DFM-listed delivery services portal is also getting in more sales from non-GCC markets
Dubai: The food and retail delivery company Talabat Holding now expects higher growth for full-year 2025 after netting a profit of $121 million in the second quarter.
The company, listed on DFM, also shows net profits of $362.5 million since inception on September 3, 2024 to end June this year.
In its revised growth forecasts, talabat expects revenues to be higher by 29%-32% on a constant currency basis against the previous estimate of 18%-20% growth for 2025.
On DFM, the talabat share price is up 2.36% in the last 5 days to Dh1.3. But year-to-date, the stock is trailing by 7.14%. (The IPO price was Dh1.6)
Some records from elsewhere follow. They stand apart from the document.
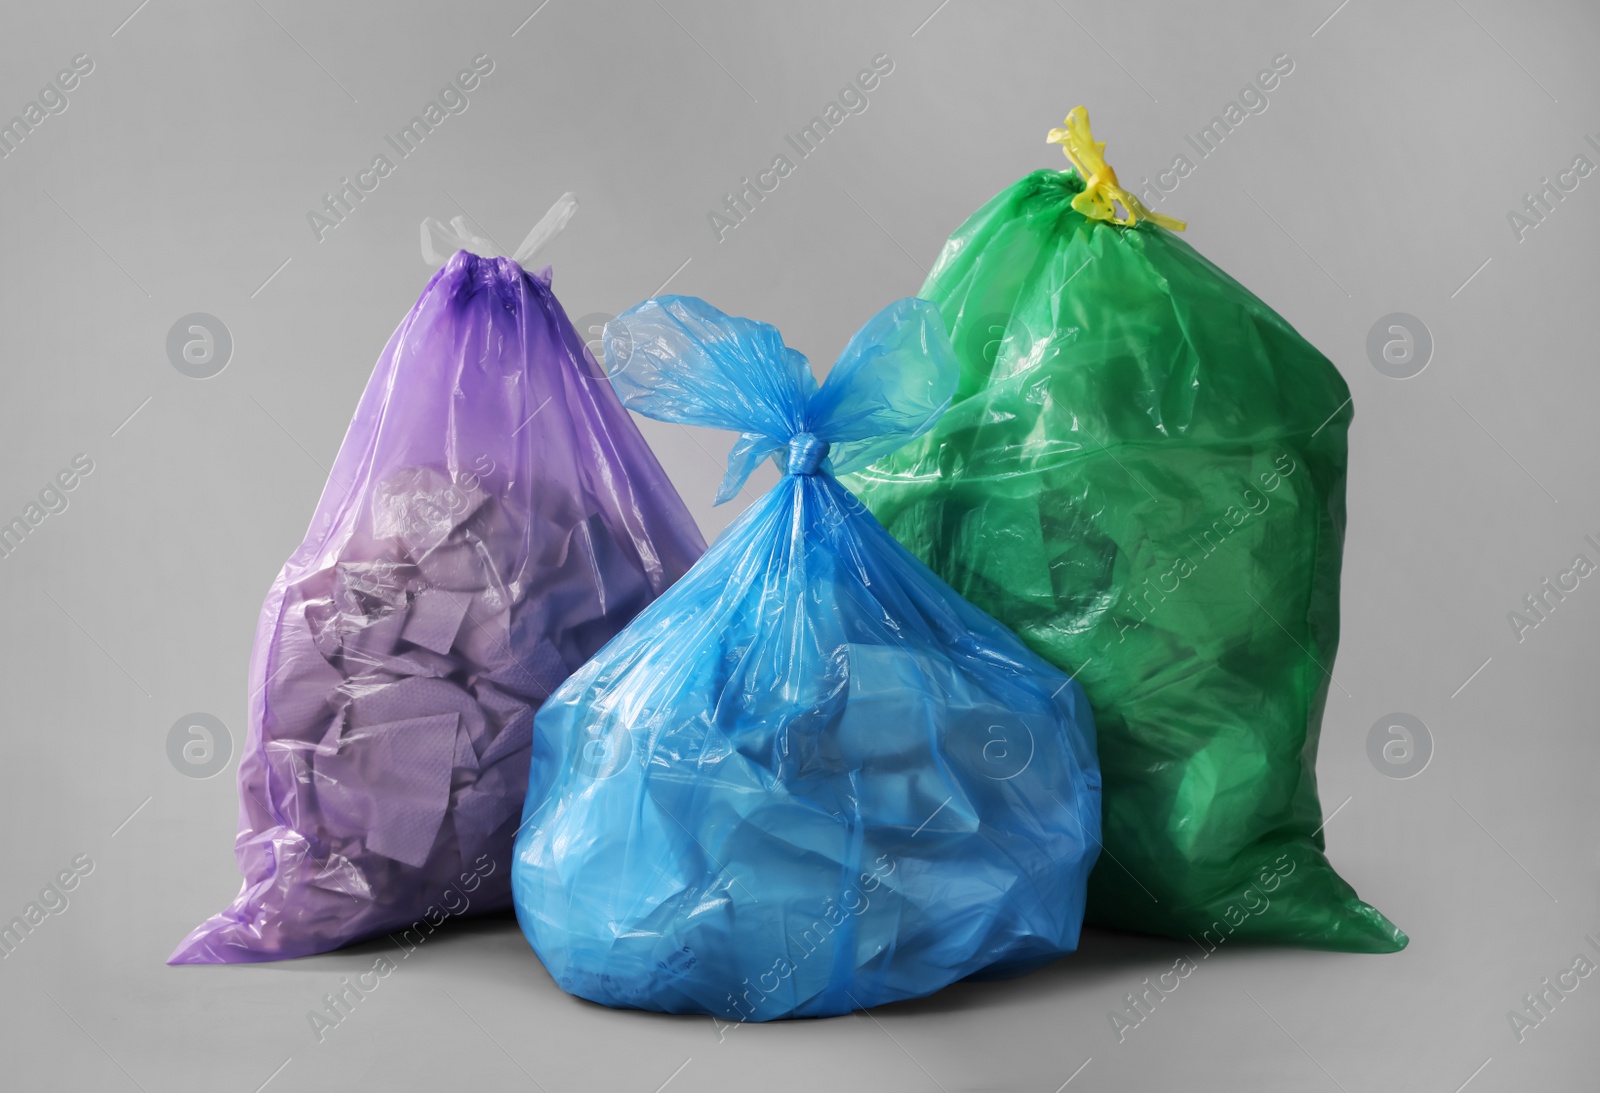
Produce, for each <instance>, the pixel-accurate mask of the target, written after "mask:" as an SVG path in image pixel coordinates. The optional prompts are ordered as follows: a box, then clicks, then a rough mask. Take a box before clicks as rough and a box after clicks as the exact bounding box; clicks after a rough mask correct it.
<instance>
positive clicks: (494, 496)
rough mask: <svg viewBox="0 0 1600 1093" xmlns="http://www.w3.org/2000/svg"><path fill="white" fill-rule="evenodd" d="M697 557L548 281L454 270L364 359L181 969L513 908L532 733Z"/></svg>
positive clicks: (334, 943)
mask: <svg viewBox="0 0 1600 1093" xmlns="http://www.w3.org/2000/svg"><path fill="white" fill-rule="evenodd" d="M702 551H704V541H702V539H701V536H699V531H698V530H696V526H694V523H693V520H691V517H690V514H688V510H686V509H685V507H683V502H682V501H680V499H678V496H677V493H675V491H674V490H672V485H670V483H669V480H667V477H666V474H664V472H662V470H661V466H659V464H658V462H656V459H654V456H653V454H651V453H650V450H648V448H646V446H645V442H643V437H640V434H638V430H637V427H635V426H634V422H632V419H630V418H629V416H627V411H626V410H622V406H621V403H619V402H618V398H616V394H614V392H613V390H611V386H610V384H608V382H606V379H605V374H603V373H602V371H600V370H598V366H597V365H595V362H594V358H592V357H590V355H589V352H587V350H586V349H584V344H582V339H581V338H579V336H578V333H576V331H574V330H573V326H571V323H570V322H568V320H566V315H565V314H563V312H562V307H560V304H558V302H557V299H555V296H554V294H552V293H550V286H549V274H547V272H544V274H541V275H530V274H528V272H526V270H523V269H522V266H518V264H517V262H514V261H509V259H504V258H498V259H491V258H480V256H477V254H470V253H467V251H459V253H458V254H456V256H454V258H451V259H450V262H448V264H446V266H445V267H443V269H442V270H438V274H435V275H434V278H432V280H430V282H429V285H427V288H426V290H424V291H422V296H421V299H418V302H416V306H414V307H413V309H411V314H410V315H408V317H406V318H405V322H402V323H400V328H398V330H397V331H395V334H394V338H392V339H390V342H389V347H387V349H386V350H384V354H382V357H381V358H379V362H378V368H376V370H374V373H373V378H371V381H370V382H368V386H366V392H365V394H363V395H362V402H360V406H358V408H357V411H355V418H354V421H352V422H350V429H349V434H347V435H346V438H344V445H342V446H341V448H339V456H338V459H336V461H334V466H333V472H331V475H330V480H328V486H326V490H325V491H323V494H322V501H320V502H318V506H317V512H315V515H314V517H312V525H310V531H309V533H307V536H306V541H304V542H302V544H301V546H299V549H298V551H294V554H293V557H290V560H288V563H286V565H285V567H283V571H282V573H280V575H278V579H277V581H275V583H274V586H272V591H270V592H269V595H267V602H266V607H264V608H262V613H261V623H259V627H258V631H256V648H254V656H253V658H251V664H250V731H248V741H246V744H245V749H243V754H242V759H240V768H238V784H240V832H238V840H237V843H235V851H237V856H238V864H240V869H242V871H243V874H245V885H243V890H242V891H240V895H238V898H237V899H235V901H234V904H232V906H229V907H227V909H226V911H222V912H221V914H218V915H214V917H211V919H210V920H208V922H205V923H202V925H200V927H198V928H197V930H195V931H194V933H190V935H189V938H186V939H184V943H182V944H181V946H179V947H178V951H176V952H174V954H173V957H171V962H173V963H238V962H251V960H272V959H280V957H294V955H304V954H310V952H325V951H328V949H334V947H338V946H342V944H346V943H350V941H358V939H362V938H368V936H373V935H379V933H387V931H394V930H405V928H408V927H414V928H416V931H418V933H419V935H421V936H426V935H427V933H432V930H434V928H435V927H438V925H440V923H442V922H443V920H446V919H450V917H454V915H459V914H467V912H472V914H477V912H480V911H493V909H506V907H507V906H509V904H510V875H509V858H510V848H512V835H514V834H515V824H517V816H518V813H520V808H522V802H523V794H525V791H526V778H528V747H530V741H531V733H533V714H534V711H536V709H538V706H539V703H541V701H542V699H544V698H546V696H547V695H549V693H550V691H552V690H555V688H557V687H558V685H560V682H562V680H563V679H566V675H568V672H571V671H573V669H574V667H578V666H579V664H582V663H584V661H586V659H587V658H589V656H590V655H594V653H595V650H598V648H600V647H602V645H603V643H605V642H606V640H610V637H611V635H613V634H616V632H618V631H621V629H622V626H624V624H626V623H627V621H629V619H632V618H634V616H635V615H637V613H638V611H640V608H643V607H645V605H646V603H650V602H651V600H653V599H654V597H656V595H659V594H661V591H662V589H666V587H667V586H669V584H670V583H672V581H674V579H677V578H678V576H680V575H682V573H685V571H686V570H688V567H690V565H691V563H693V562H694V559H698V557H699V554H701V552H702Z"/></svg>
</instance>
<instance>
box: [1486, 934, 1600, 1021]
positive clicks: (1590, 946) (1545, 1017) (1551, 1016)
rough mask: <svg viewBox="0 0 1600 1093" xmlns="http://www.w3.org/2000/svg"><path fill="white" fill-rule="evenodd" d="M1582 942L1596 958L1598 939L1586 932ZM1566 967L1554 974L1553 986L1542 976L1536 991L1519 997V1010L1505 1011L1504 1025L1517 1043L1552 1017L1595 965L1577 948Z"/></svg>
mask: <svg viewBox="0 0 1600 1093" xmlns="http://www.w3.org/2000/svg"><path fill="white" fill-rule="evenodd" d="M1584 941H1587V943H1589V947H1590V949H1594V951H1595V955H1600V938H1595V935H1592V933H1586V935H1584ZM1568 965H1570V967H1566V968H1562V970H1560V971H1557V973H1555V983H1550V976H1544V978H1542V979H1539V991H1530V992H1528V994H1525V995H1522V1007H1523V1008H1522V1010H1506V1023H1507V1024H1510V1032H1512V1035H1515V1037H1517V1043H1522V1042H1523V1040H1526V1039H1528V1034H1530V1032H1533V1031H1534V1029H1536V1027H1539V1026H1541V1024H1544V1023H1546V1021H1549V1019H1550V1018H1552V1016H1555V1007H1558V1005H1560V1003H1562V1002H1565V1000H1566V997H1568V995H1571V994H1576V992H1578V987H1581V986H1582V983H1584V979H1587V978H1589V976H1590V973H1592V971H1594V970H1595V962H1594V960H1590V959H1589V957H1587V955H1584V952H1582V951H1581V949H1579V951H1578V954H1576V955H1573V959H1571V960H1568Z"/></svg>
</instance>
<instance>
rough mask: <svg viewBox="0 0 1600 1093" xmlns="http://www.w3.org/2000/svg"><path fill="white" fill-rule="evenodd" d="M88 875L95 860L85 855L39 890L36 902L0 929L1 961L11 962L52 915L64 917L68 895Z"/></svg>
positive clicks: (54, 876) (92, 858)
mask: <svg viewBox="0 0 1600 1093" xmlns="http://www.w3.org/2000/svg"><path fill="white" fill-rule="evenodd" d="M91 872H94V859H93V858H90V856H88V855H78V856H77V858H74V859H72V863H70V867H69V869H62V871H61V872H58V874H56V875H54V879H53V880H50V883H46V885H45V887H43V888H40V891H38V899H34V901H32V903H29V904H27V906H26V907H22V914H19V915H18V917H14V919H11V922H6V923H5V925H0V960H6V959H10V957H11V954H13V952H16V951H18V946H21V944H22V943H24V941H27V939H29V938H30V936H32V935H34V931H35V930H38V928H40V927H42V925H45V922H46V920H50V919H51V917H53V915H54V917H59V915H64V914H67V907H69V906H72V899H69V898H67V893H69V891H72V890H74V888H77V887H78V883H80V882H82V880H83V879H85V877H88V875H90V874H91Z"/></svg>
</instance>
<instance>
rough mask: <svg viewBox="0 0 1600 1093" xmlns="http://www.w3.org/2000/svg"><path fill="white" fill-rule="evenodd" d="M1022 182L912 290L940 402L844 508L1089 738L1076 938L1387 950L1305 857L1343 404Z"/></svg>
mask: <svg viewBox="0 0 1600 1093" xmlns="http://www.w3.org/2000/svg"><path fill="white" fill-rule="evenodd" d="M1082 187H1083V184H1082V181H1080V179H1078V178H1077V176H1075V174H1074V173H1069V171H1035V173H1032V174H1029V176H1026V178H1022V179H1019V181H1018V182H1016V184H1013V186H1010V187H1008V189H1006V190H1003V192H1000V194H998V195H997V197H995V198H992V200H990V202H989V203H986V205H984V206H982V208H981V210H978V211H976V213H974V214H973V216H971V218H970V219H968V221H966V224H963V226H962V227H960V229H958V230H957V232H955V235H952V237H950V240H949V243H947V245H946V248H944V251H942V254H941V256H939V261H938V264H936V267H934V270H933V274H931V275H930V277H928V282H926V285H925V286H923V290H922V293H920V294H922V296H923V298H925V299H930V301H933V302H934V304H936V306H938V307H939V309H941V314H942V315H944V320H946V325H947V326H949V331H950V339H952V342H954V344H955V349H957V355H958V357H960V363H962V379H960V384H958V387H957V395H955V398H957V400H955V405H952V406H950V410H949V411H947V413H946V414H944V418H942V419H941V421H939V422H938V424H936V426H934V427H933V429H931V430H930V432H928V434H926V435H925V437H922V438H920V440H917V442H914V443H910V445H907V446H906V448H902V450H899V451H896V453H894V454H891V456H888V458H886V459H883V461H880V462H877V464H874V466H872V467H869V469H866V470H862V472H858V474H854V475H846V478H845V482H846V483H848V485H850V488H851V490H853V491H854V493H856V494H858V496H859V498H861V499H862V501H864V502H866V504H867V506H869V507H870V509H872V512H874V515H877V517H878V520H880V522H882V523H883V525H885V526H888V528H890V530H891V531H893V533H894V534H896V536H898V538H899V539H901V541H902V542H904V544H906V546H907V547H910V551H912V552H915V554H917V555H918V557H922V559H923V562H926V563H928V565H930V567H931V568H933V570H934V571H936V573H939V576H942V578H944V579H946V581H947V583H949V584H952V586H954V587H955V589H957V591H958V592H962V595H965V597H966V599H970V600H971V602H973V603H976V605H978V607H981V608H984V610H986V611H989V613H990V615H995V616H997V618H1000V619H1002V621H1003V623H1006V624H1008V626H1011V627H1013V629H1014V631H1016V632H1018V634H1019V635H1021V637H1022V639H1024V640H1026V642H1027V643H1029V645H1030V647H1032V648H1034V650H1037V651H1038V653H1042V655H1043V656H1045V658H1048V659H1051V661H1053V663H1054V664H1058V666H1061V667H1062V669H1066V671H1069V672H1077V679H1078V682H1080V683H1083V687H1085V690H1086V693H1088V696H1090V703H1091V706H1093V707H1094V712H1096V719H1098V722H1099V752H1101V768H1102V776H1104V811H1106V815H1104V845H1106V851H1107V853H1106V855H1104V856H1102V859H1101V863H1099V864H1098V866H1096V869H1094V874H1093V877H1091V882H1090V904H1088V920H1090V922H1091V923H1096V925H1104V927H1115V928H1128V930H1141V931H1149V933H1160V935H1168V936H1178V938H1184V936H1192V938H1195V939H1205V941H1206V944H1219V943H1221V941H1222V939H1227V938H1253V939H1262V941H1278V943H1286V944H1299V946H1307V947H1325V949H1341V951H1358V952H1390V951H1397V949H1400V947H1403V946H1405V943H1406V936H1405V935H1403V933H1402V931H1400V930H1398V928H1395V927H1394V925H1392V923H1390V922H1389V920H1387V919H1384V917H1382V915H1381V914H1379V912H1378V911H1374V909H1373V907H1370V906H1368V904H1365V903H1362V901H1360V899H1358V898H1357V896H1355V891H1354V890H1352V888H1350V887H1349V885H1347V883H1346V882H1344V880H1342V879H1341V877H1339V875H1338V874H1336V872H1334V871H1333V867H1331V866H1330V864H1328V861H1326V858H1325V855H1323V839H1322V834H1320V826H1322V805H1320V800H1318V797H1317V781H1315V762H1317V741H1318V731H1320V725H1322V715H1323V706H1325V703H1326V698H1328V687H1330V680H1331V675H1330V672H1328V669H1330V667H1331V666H1333V658H1334V651H1336V648H1338V642H1339V567H1341V554H1342V539H1344V486H1346V437H1347V430H1349V422H1350V414H1352V410H1350V394H1349V387H1347V386H1346V382H1344V379H1342V378H1341V376H1339V373H1338V370H1336V368H1334V365H1333V363H1331V362H1330V360H1328V358H1326V357H1323V355H1322V354H1320V352H1317V349H1314V347H1312V346H1310V344H1309V342H1307V341H1306V339H1304V338H1301V336H1299V334H1298V333H1296V331H1294V330H1293V328H1291V326H1290V325H1288V323H1286V322H1285V320H1283V318H1282V317H1280V315H1277V314H1275V312H1274V310H1272V309H1270V307H1267V306H1266V304H1264V302H1261V301H1259V299H1258V298H1256V296H1254V294H1251V293H1250V291H1248V290H1246V288H1243V286H1242V285H1240V283H1238V282H1235V280H1234V278H1230V277H1229V275H1227V274H1224V272H1222V270H1221V269H1218V267H1216V266H1213V264H1211V262H1210V261H1206V259H1205V258H1203V256H1200V254H1198V253H1197V251H1195V250H1194V248H1192V246H1189V245H1187V243H1186V242H1182V238H1179V237H1178V235H1173V234H1171V232H1166V230H1163V229H1158V227H1154V226H1149V224H1141V226H1138V227H1120V226H1114V224H1107V222H1104V221H1091V219H1086V218H1083V216H1082V214H1078V213H1077V211H1075V210H1074V208H1072V206H1070V200H1072V197H1074V194H1077V192H1080V190H1082Z"/></svg>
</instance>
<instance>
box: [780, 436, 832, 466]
mask: <svg viewBox="0 0 1600 1093" xmlns="http://www.w3.org/2000/svg"><path fill="white" fill-rule="evenodd" d="M824 459H827V442H826V440H822V438H821V437H816V435H813V434H810V432H797V434H795V435H792V437H790V438H789V474H816V470H818V467H821V466H822V461H824Z"/></svg>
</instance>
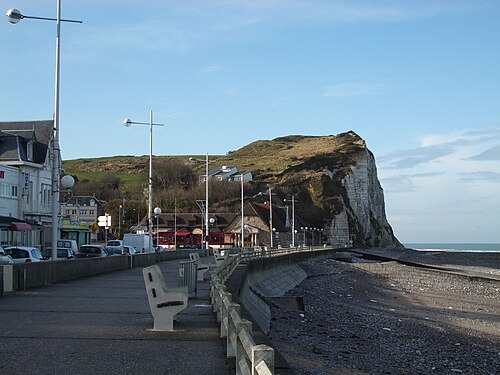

It expects a net income margin of 5%, in line with earlier projections, and rated as solid by analysts in a highly competitive delivery services business in the UAE and Gulf markets.
The higher revenue expectations are based on its ‘gross merchandise value’ (GMV and based on order flows) shooting up by 27%-29% rather than the earlier estimates for 17%-18% growth.
tabalat now reckons there will be ‘strong’ double digit growth in the core GCC segment and food vertical, and ‘even faster growth in non-GCC markets and the G&R (grocery and retail) vertical, albeit from a lower base’.
According to Tomaso Rodriguez, CEOfficer of talabat, “Expanding our Groceries and Retail vertical and fostering deeper customer loyalty is clearly yielding results.
“We are particularly pleased with the strong uptake of ‘talabat pro’, our premium subscription loyalty programme, across all markets, alongside strong growth in demand within our non-GCC markets.”
As always, the competitive pressures in food and grocery delivery business in markets such as the UAE and Saudi Arabia are immense. Players like noon have become quite visible in the space.